I'd like to have the following statistics to have a deeper analysis of my package

Additional Context and Details

No response

agr commented 1 year ago

More related issues: https://github.com/NuGet/NuGetGallery/issues/8821, https://github.com/NuGet/NuGetGallery/issues/6303.

Hey, thanks for suggestions. Do you have in mind the way the data you'd want to be shared? Would regularly updated static (JSON?) blobs be enough? Web service allowing queries?

To provide some background: at present moment we process download statistics data with Apache Spark-based system. The daily ingestion is dozens of GBs of compressed raw log files. The processed data that we base our statistics generation on has daily downloads for the last ~year split by the client used and occupies ~20 GB in compressed parquet files at the moment.
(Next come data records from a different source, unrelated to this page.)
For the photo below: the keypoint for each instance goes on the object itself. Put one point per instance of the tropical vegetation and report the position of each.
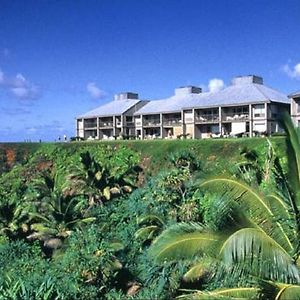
(92, 222)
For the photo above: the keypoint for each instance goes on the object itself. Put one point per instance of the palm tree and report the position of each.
(53, 215)
(94, 180)
(260, 239)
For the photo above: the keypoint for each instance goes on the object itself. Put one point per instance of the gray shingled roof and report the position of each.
(234, 94)
(116, 107)
(296, 94)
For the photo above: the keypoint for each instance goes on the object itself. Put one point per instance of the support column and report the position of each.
(266, 118)
(161, 125)
(98, 128)
(220, 120)
(114, 125)
(194, 127)
(142, 127)
(250, 121)
(122, 124)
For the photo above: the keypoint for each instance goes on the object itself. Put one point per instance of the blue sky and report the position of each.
(59, 59)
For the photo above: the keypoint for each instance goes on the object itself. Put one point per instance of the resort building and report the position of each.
(110, 120)
(245, 108)
(295, 107)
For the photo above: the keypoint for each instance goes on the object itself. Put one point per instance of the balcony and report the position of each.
(138, 122)
(90, 124)
(151, 122)
(106, 124)
(172, 122)
(205, 118)
(235, 117)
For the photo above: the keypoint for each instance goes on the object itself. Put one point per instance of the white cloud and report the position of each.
(94, 91)
(19, 86)
(292, 72)
(1, 77)
(215, 85)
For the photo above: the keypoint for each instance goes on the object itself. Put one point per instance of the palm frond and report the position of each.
(288, 292)
(198, 271)
(184, 241)
(145, 233)
(150, 219)
(293, 154)
(254, 204)
(232, 293)
(254, 250)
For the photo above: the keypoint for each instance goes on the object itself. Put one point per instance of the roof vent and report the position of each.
(126, 96)
(239, 80)
(185, 90)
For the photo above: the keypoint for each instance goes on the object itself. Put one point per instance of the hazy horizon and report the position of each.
(61, 59)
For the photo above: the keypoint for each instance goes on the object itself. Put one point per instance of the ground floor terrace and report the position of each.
(245, 120)
(230, 121)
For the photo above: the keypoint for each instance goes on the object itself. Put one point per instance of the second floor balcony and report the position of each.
(90, 123)
(207, 118)
(172, 122)
(106, 122)
(235, 116)
(151, 122)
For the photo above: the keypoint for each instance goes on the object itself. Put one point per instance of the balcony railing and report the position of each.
(235, 117)
(138, 122)
(172, 122)
(90, 124)
(207, 118)
(106, 124)
(151, 122)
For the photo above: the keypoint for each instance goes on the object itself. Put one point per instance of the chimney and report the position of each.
(186, 90)
(239, 80)
(126, 96)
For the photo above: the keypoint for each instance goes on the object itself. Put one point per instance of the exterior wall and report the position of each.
(247, 120)
(295, 110)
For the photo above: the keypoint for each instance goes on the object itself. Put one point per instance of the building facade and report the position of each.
(245, 108)
(295, 107)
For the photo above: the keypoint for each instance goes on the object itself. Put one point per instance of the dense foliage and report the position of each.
(88, 223)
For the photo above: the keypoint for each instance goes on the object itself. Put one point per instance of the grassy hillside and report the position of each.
(214, 153)
(78, 220)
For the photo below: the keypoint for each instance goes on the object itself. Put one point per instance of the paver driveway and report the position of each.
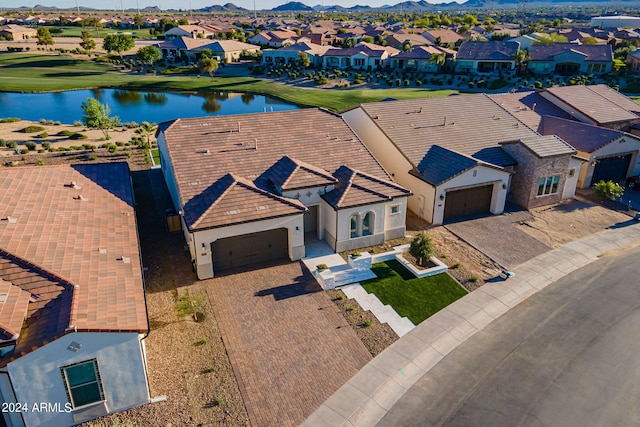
(290, 347)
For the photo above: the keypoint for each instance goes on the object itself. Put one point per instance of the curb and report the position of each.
(367, 397)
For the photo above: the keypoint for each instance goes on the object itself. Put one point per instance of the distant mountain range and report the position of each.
(405, 6)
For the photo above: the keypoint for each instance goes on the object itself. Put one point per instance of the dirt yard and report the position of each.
(569, 221)
(11, 132)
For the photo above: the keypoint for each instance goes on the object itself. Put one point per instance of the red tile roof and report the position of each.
(64, 235)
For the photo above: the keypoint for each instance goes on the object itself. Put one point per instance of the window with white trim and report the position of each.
(83, 384)
(353, 226)
(548, 185)
(367, 224)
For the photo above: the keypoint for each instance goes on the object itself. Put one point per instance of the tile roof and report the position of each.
(292, 174)
(13, 310)
(472, 125)
(488, 51)
(547, 146)
(528, 107)
(440, 165)
(356, 188)
(248, 145)
(89, 241)
(595, 104)
(581, 136)
(234, 200)
(591, 52)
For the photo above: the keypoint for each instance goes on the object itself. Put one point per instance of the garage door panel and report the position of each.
(252, 248)
(467, 202)
(611, 168)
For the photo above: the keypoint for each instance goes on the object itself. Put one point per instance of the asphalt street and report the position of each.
(567, 356)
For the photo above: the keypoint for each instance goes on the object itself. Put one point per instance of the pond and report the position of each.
(66, 107)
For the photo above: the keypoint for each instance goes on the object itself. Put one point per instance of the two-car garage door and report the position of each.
(467, 202)
(252, 248)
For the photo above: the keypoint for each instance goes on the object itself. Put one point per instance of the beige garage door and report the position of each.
(247, 249)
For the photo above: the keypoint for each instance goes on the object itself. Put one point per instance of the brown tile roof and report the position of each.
(292, 174)
(202, 150)
(528, 107)
(234, 200)
(48, 313)
(468, 124)
(13, 309)
(581, 136)
(356, 188)
(596, 104)
(89, 241)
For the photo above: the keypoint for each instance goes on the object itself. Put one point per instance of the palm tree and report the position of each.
(146, 130)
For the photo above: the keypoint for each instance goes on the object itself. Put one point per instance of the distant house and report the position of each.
(597, 105)
(274, 38)
(421, 58)
(609, 154)
(290, 54)
(252, 188)
(570, 58)
(633, 61)
(443, 37)
(484, 57)
(460, 155)
(17, 32)
(191, 31)
(73, 316)
(361, 56)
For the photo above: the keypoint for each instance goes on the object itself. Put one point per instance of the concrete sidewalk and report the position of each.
(366, 398)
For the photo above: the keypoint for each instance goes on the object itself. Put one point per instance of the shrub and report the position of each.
(421, 248)
(608, 190)
(31, 129)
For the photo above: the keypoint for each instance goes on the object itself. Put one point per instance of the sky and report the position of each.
(184, 4)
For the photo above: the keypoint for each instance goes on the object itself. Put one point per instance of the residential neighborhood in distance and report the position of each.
(304, 265)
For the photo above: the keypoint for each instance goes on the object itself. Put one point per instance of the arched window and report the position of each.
(367, 224)
(353, 226)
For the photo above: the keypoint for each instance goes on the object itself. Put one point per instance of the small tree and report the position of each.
(118, 43)
(609, 190)
(303, 59)
(208, 65)
(98, 116)
(149, 55)
(87, 43)
(146, 130)
(421, 248)
(44, 37)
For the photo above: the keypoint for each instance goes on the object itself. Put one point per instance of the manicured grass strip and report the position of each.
(410, 296)
(42, 73)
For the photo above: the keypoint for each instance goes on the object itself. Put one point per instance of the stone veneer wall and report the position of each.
(524, 183)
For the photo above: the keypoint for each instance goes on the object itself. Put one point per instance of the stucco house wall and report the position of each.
(36, 377)
(524, 184)
(621, 146)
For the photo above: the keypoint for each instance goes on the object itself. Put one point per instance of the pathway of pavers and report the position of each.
(365, 399)
(289, 345)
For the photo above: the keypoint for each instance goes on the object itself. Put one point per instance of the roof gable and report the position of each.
(233, 200)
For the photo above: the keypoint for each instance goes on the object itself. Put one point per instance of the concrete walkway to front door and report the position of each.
(289, 345)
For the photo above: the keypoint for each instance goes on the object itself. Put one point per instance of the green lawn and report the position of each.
(101, 32)
(410, 296)
(43, 73)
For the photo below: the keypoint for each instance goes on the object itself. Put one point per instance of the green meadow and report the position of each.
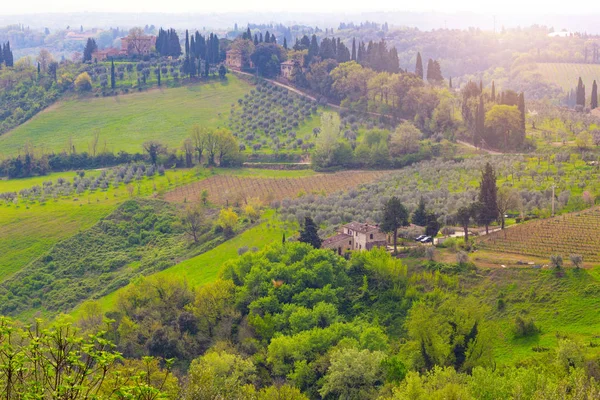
(205, 267)
(125, 122)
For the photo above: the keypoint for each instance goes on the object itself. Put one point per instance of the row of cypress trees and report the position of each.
(6, 56)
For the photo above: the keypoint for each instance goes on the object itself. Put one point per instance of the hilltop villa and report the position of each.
(356, 236)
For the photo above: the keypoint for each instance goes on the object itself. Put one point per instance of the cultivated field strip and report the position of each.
(566, 75)
(574, 233)
(232, 190)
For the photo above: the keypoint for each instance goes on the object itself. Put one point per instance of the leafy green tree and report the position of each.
(267, 57)
(310, 233)
(504, 127)
(83, 82)
(154, 148)
(213, 304)
(220, 375)
(405, 139)
(394, 217)
(192, 220)
(89, 49)
(488, 197)
(58, 361)
(354, 374)
(450, 331)
(228, 220)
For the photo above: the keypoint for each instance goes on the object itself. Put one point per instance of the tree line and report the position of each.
(6, 56)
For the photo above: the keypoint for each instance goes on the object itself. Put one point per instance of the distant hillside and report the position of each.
(566, 74)
(125, 122)
(573, 233)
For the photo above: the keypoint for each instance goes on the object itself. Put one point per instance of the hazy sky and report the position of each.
(202, 6)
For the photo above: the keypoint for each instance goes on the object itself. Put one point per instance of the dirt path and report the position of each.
(492, 152)
(303, 94)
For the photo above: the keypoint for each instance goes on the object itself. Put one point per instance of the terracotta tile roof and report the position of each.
(364, 228)
(336, 238)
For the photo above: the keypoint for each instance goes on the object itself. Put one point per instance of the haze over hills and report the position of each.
(422, 20)
(299, 204)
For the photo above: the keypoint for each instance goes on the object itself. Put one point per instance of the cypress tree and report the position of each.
(429, 69)
(419, 217)
(419, 66)
(313, 49)
(112, 75)
(479, 123)
(580, 93)
(187, 43)
(8, 56)
(310, 233)
(488, 197)
(521, 107)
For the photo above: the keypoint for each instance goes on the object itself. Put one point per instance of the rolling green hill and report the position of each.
(125, 122)
(566, 74)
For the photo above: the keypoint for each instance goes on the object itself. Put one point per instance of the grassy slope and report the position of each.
(566, 74)
(561, 306)
(205, 267)
(28, 230)
(125, 122)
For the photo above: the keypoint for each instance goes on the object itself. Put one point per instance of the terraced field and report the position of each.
(125, 122)
(235, 189)
(573, 233)
(566, 74)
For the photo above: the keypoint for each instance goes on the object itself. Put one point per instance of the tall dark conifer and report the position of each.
(521, 106)
(310, 233)
(112, 75)
(187, 43)
(488, 197)
(419, 66)
(479, 123)
(580, 93)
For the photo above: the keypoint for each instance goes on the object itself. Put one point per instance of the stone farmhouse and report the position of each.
(142, 45)
(102, 55)
(286, 69)
(356, 236)
(234, 59)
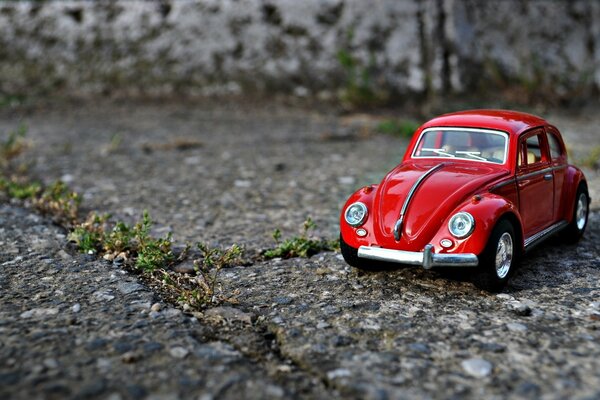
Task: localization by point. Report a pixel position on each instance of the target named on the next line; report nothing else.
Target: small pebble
(178, 352)
(477, 367)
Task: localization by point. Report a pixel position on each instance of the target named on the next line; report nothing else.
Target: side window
(534, 149)
(555, 148)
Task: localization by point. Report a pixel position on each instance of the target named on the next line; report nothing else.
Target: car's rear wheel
(350, 255)
(499, 259)
(574, 231)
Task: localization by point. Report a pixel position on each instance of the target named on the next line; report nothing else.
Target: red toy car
(475, 189)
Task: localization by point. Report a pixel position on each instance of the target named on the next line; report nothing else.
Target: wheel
(499, 258)
(574, 231)
(350, 255)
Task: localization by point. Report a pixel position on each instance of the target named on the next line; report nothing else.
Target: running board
(536, 239)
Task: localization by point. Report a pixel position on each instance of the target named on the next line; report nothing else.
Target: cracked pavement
(75, 327)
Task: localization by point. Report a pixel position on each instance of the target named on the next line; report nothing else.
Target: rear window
(463, 143)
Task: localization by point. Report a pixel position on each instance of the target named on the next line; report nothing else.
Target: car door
(558, 160)
(535, 182)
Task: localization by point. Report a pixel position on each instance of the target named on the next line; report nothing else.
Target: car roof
(513, 122)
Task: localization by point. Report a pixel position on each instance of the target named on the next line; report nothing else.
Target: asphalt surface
(75, 327)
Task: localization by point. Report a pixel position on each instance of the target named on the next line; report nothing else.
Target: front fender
(487, 209)
(364, 195)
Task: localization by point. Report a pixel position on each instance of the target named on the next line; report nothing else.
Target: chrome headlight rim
(365, 213)
(469, 218)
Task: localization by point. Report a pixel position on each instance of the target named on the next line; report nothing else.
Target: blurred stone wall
(306, 47)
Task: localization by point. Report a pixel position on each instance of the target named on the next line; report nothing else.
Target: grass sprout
(299, 246)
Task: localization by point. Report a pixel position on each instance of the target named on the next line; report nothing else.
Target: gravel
(72, 326)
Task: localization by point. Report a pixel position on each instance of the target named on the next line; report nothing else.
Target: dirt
(72, 326)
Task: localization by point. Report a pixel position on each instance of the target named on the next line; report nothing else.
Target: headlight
(461, 225)
(356, 214)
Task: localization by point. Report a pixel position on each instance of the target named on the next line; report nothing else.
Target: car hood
(434, 198)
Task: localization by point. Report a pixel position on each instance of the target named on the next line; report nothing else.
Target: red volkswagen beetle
(475, 189)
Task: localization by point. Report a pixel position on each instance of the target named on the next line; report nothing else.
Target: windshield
(464, 143)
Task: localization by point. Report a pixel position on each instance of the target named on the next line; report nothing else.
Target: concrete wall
(305, 47)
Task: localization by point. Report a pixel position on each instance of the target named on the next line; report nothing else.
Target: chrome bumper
(427, 258)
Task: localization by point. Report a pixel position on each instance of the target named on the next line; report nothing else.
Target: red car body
(522, 177)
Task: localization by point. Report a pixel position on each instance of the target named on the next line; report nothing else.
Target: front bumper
(427, 258)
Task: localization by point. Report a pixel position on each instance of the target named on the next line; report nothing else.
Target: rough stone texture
(210, 47)
(71, 326)
(69, 330)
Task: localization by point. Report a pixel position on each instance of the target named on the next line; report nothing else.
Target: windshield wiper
(440, 152)
(473, 154)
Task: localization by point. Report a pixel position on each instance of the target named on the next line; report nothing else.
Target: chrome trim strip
(536, 239)
(411, 193)
(497, 186)
(427, 259)
(540, 172)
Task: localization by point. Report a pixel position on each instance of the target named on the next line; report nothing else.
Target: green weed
(89, 236)
(60, 202)
(299, 246)
(19, 190)
(131, 242)
(208, 268)
(13, 145)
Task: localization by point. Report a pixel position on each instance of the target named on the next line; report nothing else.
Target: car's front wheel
(574, 231)
(499, 259)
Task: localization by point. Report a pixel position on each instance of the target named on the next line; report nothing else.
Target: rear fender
(573, 179)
I imagine, the community would not be very happy if we just dump several [dozens of] GB of parquet files with data somewhere.

Regarding the additional dimensions:

Also, we need to keep in mind that adding another dimension to exported data would explode the amount of data roughly by the cardinality of the dimension.

Realistically, I think we should start with just exporting the data that we have (say, daily downloads, by id and version, for the last 6 weeks) for each package ID in a separate blob and make it available through our CDN for download. It can later be incorporated into Gallery or if nuget-trends or anyone else would want to process it, they are welcome, too.

tonyqus commented 1 year ago

Thank you for clarifying the raw data information. It's definitely helpful.

According to what you mentioned,

Scenario of Geo data Request Geo data is more important than .NET version because I'm assessing the market size of .NET in each country, especially for China. The analysis may not just based on my package. I prefer analyzing the most popular packages such as JSON.NET because they covers more users. Although I did get basic statistis info from Visual Studio Team, they told me last year that China is the second market of .NET. This makes me confused for a few moments because what I feel is that the .NET market is shrinking quickly in China in recent years as the .NET jobs are getting rare and rare. However, as a developer, I need some trustable data to figure out what's going on and persuade myself and the local community.

After geo data is available, it's easy to figure out

I imagine, the community would not be very happy if we just dump several [dozens of] GB of parquet files with data somewhere.

I'm fine with raw data and parquet is easy to be imported. Let's see if other developers has different opinion.

Realistically, I think we should start with just exporting the data that we have (say, daily downloads, by id and version, for the last 6 weeks) for each package ID in a separate blob and make it available through our CDN for download. It can later be incorporated into Gallery or if nuget-trends or anyone else would want to process it, they are welcome, too.

Yeah, I appreciate you can export data per package in parquet or JSON format. With some official data, it's a good start to enhance the package statistics.

agr commented 1 year ago

Just to set expectations straight: the daily downloads data (without geo information at this point) looks like an easy way for us to start providing more information. It would allow us to set up a framework for this kind of work in the future as well as establishing a precedent for such work.

I will write a proposal and present it to the team. Then, if it flies, it can be expanded.

tonyqus commented 1 year ago

Is there any update about this feature? I'd like to know when it can be ready.

tonyqus commented 1 year ago

2810

tonyqus commented 3 weeks ago

Any update on this? geo nuget download data is still important for me.